Сына ей всегда хотелось, хочется и теперь, но ей уже сорок три – в таком возрасте, без мужа да после операции, о новых детях, конечно, смешно и думать. Смешно и грешно. Не дай бог, не успеет вырастить, нельзя же все на Анютку вешать! Анюта, старшая дочь, хорошая, работящая, безотказная, и так всю дорогу пестует младшую, Танечку, пока мать тут неделями баклуши бьет. А ей учиться надо, свою семью создавать. Девчонке-то уже двадцать, того и гляди сама родит.
«Какая я все-таки везучая! – радуется Оксана, вспоминая своих девочек. – И с болезнью я тоже как-нибудь справлюсь!»
Между тем от такой же точно опухоли в свое время умерла ее мать, и память о том, как долго и трудно она умирала, не изгладилась за все двадцать лет. Тогда, правда, и методы лечения были другие, а главное, обнаружили слишком поздно. Потому-то, случайно прощупав у себя уплотнение, Оксана немедленно побежала к врачу. Сидела в очереди и надеялась, что опухоль окажется доброкачественной – бывает же и такое. Ну, не сбылось. Зато грудь все-таки не отняли, только шрам остался, да и его не со всякой стороны видно. Умница этот Казаков, всегда старается сохранить женщине что можно. И взяток не берет, не то что остальные. Им не «подмажешь», так они тебе для клизмы вазелину пожалеют… Каламбур! Оксана хихикает, хотя денег лишних у нее отродясь не водилось, и про деловую скупость отдельно взятых наследников Гиппократа она знает не понаслышке. Все равно смешно.

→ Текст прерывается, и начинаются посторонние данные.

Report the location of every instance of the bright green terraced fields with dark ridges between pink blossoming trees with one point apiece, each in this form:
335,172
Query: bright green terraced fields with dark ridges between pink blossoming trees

«Надо будет попросить Анютку купить профессору что-нибудь особенное в подарок…»
Правда, чтобы купить, придется, наверное, что-нибудь продать, а продать – особенно теперь, после всех трат, связанных с ее затянувшейся болезнью, – вроде бы нечего.

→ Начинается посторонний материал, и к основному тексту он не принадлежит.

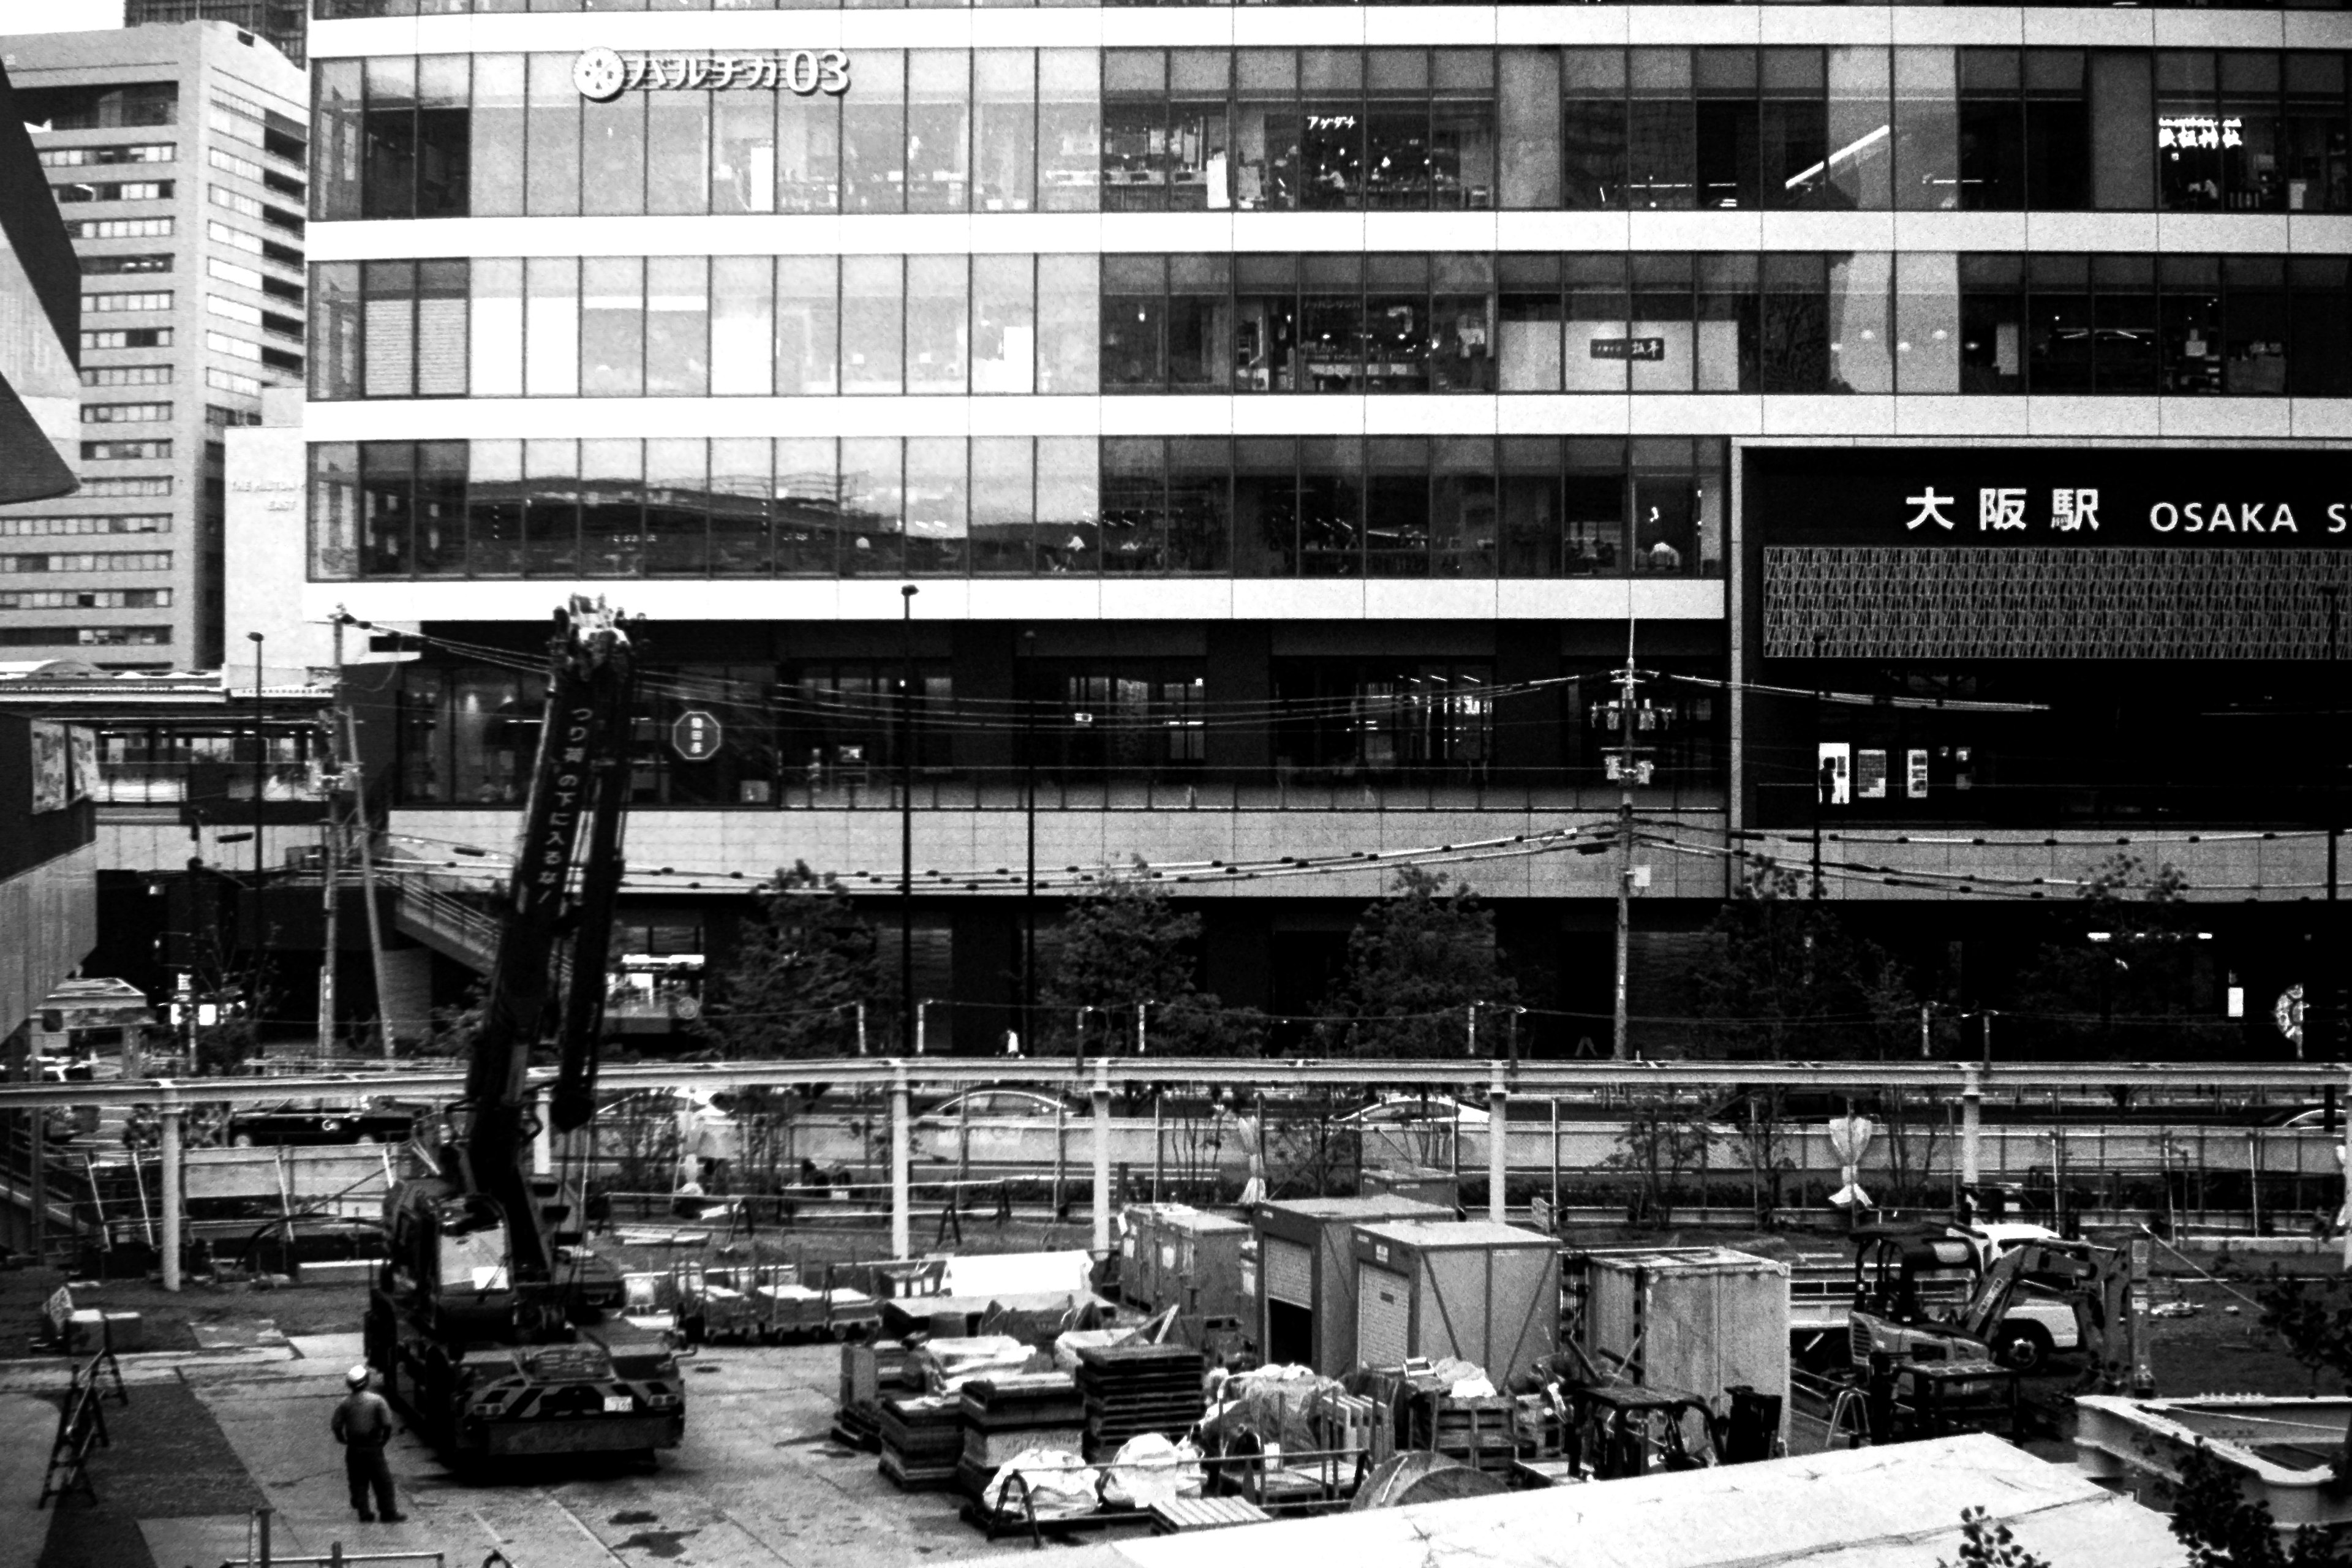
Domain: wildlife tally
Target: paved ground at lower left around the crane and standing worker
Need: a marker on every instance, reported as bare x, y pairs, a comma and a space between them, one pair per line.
208, 1438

Прооперированная соседка между тем продолжает стонать, и родные сгрудились вокруг нее как безмолвные камни Стоунхенджа. На новые утешения у них, наверное, фантазии не хватает. Даша, конечно, права: не так ей больно. По крайней мере, ради мальчонки можно было бы взять себя в руки. Понятно, что не до смеха, но ребенок есть ребенок. Завела – имей в виду.